«Non au Front national », « Ni FN, ni Macron », « Peste ou choléra ? Front social »… Sur la place de la République en ce 1er Mai parisien d’entre-deux-tours, les slogans anti-Le Pen (mais aussi anti-Macron) côtoient les traditionnels stands de merguez, vendeurs de L’Humanité et soutiens à des causes oubliées, qu’elles soient kurdes, tamoules ou marxistes-léninistes. La question du Front national est à la fois partout et nulle part. Il ne surprend plus. Effraie encore. Mais, en termes de mobilisation ou de slogans, n’arrive plus à faire l’unanimité contre lui. En 2002, face à Jean-Marie Le Pen, le 1er Mai s’était imposé comme point d’orgue unitaire de mobilisations souvent spontanées. Environ 1,5 million de personnes avaient pris la rue, dont 500 000 à Paris. Ce lundi, 142 000 personnes ont défilé en France, 30 000 à Paris selon la préfecture de police, qui dénombrait 16 000 manifestants l’an dernier, en plein mouvement social contre la loi travail.

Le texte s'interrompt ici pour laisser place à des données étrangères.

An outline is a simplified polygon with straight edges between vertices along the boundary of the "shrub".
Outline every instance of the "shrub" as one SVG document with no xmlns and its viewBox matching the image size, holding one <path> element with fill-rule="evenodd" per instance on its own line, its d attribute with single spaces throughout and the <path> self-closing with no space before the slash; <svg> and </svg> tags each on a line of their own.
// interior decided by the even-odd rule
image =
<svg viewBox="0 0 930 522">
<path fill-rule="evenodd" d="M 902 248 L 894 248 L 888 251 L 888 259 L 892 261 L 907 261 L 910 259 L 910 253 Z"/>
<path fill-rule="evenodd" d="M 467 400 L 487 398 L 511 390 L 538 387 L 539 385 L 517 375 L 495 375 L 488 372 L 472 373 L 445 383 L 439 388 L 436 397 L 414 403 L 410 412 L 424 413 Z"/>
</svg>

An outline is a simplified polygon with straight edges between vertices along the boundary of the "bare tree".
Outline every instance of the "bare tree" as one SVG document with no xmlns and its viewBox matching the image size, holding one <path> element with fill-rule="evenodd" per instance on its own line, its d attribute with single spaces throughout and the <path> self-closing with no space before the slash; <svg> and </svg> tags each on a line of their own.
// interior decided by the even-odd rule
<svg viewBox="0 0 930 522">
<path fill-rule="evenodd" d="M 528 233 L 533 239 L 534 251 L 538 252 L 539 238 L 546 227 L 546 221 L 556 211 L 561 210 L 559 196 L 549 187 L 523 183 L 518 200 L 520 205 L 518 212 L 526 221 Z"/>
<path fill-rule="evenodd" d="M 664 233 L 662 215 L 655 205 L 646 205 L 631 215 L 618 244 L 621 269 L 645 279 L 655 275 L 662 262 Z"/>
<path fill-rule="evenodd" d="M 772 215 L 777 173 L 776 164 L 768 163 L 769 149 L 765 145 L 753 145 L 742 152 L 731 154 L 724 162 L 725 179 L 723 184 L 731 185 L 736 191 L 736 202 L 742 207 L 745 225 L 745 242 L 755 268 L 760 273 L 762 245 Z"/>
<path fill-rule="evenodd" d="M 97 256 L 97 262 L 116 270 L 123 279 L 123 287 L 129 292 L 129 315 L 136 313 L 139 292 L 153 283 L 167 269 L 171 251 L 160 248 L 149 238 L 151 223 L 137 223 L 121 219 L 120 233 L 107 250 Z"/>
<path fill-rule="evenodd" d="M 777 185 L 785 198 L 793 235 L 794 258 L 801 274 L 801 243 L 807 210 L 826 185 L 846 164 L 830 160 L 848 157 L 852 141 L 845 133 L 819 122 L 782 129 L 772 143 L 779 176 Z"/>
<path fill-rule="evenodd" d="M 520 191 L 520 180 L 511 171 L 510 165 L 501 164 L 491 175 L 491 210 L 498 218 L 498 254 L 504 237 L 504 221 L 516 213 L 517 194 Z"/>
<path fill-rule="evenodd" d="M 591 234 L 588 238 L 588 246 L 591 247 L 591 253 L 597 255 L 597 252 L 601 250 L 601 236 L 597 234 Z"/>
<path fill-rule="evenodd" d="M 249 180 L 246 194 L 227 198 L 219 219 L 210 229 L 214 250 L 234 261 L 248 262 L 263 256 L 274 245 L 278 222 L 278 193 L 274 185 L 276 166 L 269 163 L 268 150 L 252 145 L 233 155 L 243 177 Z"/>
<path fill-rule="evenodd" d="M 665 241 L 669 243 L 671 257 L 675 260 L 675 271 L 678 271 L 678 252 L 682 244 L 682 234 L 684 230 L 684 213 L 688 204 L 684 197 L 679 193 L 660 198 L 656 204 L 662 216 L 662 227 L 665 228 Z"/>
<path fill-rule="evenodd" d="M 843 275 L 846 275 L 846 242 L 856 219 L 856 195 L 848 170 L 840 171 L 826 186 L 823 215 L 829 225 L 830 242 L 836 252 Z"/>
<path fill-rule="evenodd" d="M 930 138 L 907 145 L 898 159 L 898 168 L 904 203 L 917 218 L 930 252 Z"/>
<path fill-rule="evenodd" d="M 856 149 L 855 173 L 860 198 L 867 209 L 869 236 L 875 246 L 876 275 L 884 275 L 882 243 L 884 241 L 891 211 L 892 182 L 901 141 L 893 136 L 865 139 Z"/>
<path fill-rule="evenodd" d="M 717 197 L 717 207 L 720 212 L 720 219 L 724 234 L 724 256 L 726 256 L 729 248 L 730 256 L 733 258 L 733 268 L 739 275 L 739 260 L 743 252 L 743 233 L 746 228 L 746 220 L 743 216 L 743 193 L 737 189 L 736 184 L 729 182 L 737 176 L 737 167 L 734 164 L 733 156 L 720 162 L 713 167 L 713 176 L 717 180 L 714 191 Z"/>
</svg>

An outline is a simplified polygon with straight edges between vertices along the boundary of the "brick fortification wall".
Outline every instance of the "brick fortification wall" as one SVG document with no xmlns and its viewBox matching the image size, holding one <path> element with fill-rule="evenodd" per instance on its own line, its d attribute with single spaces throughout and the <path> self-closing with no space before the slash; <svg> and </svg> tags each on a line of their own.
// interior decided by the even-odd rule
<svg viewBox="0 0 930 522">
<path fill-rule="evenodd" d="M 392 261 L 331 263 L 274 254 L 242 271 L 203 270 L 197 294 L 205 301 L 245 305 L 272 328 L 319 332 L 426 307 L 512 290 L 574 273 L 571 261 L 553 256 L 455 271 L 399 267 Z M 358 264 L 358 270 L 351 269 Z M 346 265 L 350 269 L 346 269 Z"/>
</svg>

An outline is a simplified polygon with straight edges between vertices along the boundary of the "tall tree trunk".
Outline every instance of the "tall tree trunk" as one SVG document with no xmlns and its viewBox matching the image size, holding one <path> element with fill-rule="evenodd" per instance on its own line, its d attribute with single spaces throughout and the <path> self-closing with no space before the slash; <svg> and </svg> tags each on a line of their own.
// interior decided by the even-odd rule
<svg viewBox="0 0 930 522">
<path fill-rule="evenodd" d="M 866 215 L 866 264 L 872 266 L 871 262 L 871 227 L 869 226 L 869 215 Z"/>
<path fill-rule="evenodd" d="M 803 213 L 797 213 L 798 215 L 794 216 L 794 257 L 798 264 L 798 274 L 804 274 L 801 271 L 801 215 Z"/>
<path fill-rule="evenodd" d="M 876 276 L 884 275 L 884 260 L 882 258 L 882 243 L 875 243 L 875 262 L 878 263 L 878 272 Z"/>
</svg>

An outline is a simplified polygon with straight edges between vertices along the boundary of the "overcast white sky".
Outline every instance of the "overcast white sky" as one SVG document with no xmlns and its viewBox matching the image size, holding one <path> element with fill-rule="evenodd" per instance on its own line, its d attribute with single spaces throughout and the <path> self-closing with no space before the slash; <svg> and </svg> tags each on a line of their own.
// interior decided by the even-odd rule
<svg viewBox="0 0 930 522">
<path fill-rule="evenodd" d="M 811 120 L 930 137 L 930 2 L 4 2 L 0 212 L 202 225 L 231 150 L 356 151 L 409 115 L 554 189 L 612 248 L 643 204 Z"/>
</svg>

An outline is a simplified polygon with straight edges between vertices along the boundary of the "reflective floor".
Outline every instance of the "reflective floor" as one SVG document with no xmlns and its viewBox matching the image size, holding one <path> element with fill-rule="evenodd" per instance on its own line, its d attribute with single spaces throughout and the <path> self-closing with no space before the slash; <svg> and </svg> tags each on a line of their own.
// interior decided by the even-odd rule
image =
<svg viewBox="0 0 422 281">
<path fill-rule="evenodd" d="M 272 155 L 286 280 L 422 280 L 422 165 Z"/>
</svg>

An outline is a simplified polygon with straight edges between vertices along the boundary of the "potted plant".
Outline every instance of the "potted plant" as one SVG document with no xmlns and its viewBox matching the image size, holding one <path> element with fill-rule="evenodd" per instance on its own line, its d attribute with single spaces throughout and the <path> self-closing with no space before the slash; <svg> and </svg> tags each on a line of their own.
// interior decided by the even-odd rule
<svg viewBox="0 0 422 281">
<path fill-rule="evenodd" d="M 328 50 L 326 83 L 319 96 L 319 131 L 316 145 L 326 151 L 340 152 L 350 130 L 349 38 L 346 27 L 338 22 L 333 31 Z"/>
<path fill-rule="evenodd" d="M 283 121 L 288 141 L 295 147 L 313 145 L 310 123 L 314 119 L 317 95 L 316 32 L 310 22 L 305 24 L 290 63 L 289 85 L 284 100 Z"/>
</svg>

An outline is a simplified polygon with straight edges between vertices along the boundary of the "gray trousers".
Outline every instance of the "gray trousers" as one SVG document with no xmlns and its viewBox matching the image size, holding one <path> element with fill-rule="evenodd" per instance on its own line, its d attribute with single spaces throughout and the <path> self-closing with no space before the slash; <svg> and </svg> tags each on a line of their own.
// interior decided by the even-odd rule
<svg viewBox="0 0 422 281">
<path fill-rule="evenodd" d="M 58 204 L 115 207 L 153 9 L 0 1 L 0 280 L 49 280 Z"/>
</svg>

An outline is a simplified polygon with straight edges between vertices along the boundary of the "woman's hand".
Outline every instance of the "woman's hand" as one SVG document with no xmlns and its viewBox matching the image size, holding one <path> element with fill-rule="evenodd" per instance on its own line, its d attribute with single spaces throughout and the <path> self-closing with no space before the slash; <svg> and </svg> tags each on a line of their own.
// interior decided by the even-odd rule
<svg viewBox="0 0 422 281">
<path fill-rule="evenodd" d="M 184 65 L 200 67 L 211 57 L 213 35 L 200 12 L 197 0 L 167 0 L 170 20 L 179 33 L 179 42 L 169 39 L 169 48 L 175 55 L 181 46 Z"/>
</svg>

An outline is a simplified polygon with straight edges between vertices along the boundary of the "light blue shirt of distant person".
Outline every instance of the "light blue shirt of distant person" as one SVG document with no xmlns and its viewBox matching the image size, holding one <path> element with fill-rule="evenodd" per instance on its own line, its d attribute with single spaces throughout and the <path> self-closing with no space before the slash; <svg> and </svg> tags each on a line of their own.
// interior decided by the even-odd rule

Camille et Antoine, 27 et 30 ans, viennent « tous les ans depuis qu’ils sont petits ». Elle est prof de sciences économiques et sociales dans un lycée de Stains (Seine-Saint-Denis) et syndiquée chez SUD Éducation. Lui enseigne à l’École normale supérieure de Cachan (Val-de-Marne) et s’est promis d’adhérer « d’ici ce soir » au Snesup-FSU, l’aboutissement d’une réflexion de plusieurs mois. Au premier tour, ils ont tous les deux voté pour Jean-Luc Mélenchon. Antoine se résigne à voter Macron au second, même si « dans le mouvement social, on le déteste, il nous a gazés l’an dernier ». Camille n’ira pas voter du tout. « Dans mon milieu – des profs et des militants d’extrême gauche –, on sera extrêmement nombreux à s’abstenir. Macron, de toute façon, fait le lit du FN ». Au même moment, le candidat tient un meeting à la Villette, dans le nord de Paris.
Cette fois-ci, les centrales syndicales n’ayant pas réussi à se mettre d’accord sur un mot d’ordre commun, les rassemblements du 1er Mai se sont tenus en ordre dispersé, comme chaque année depuis 2012. Trois jours avant le défilé, Éric Beynel, porte-parole de Solidaires, « se pos[ait] des questions sur le degré de mobilisation ».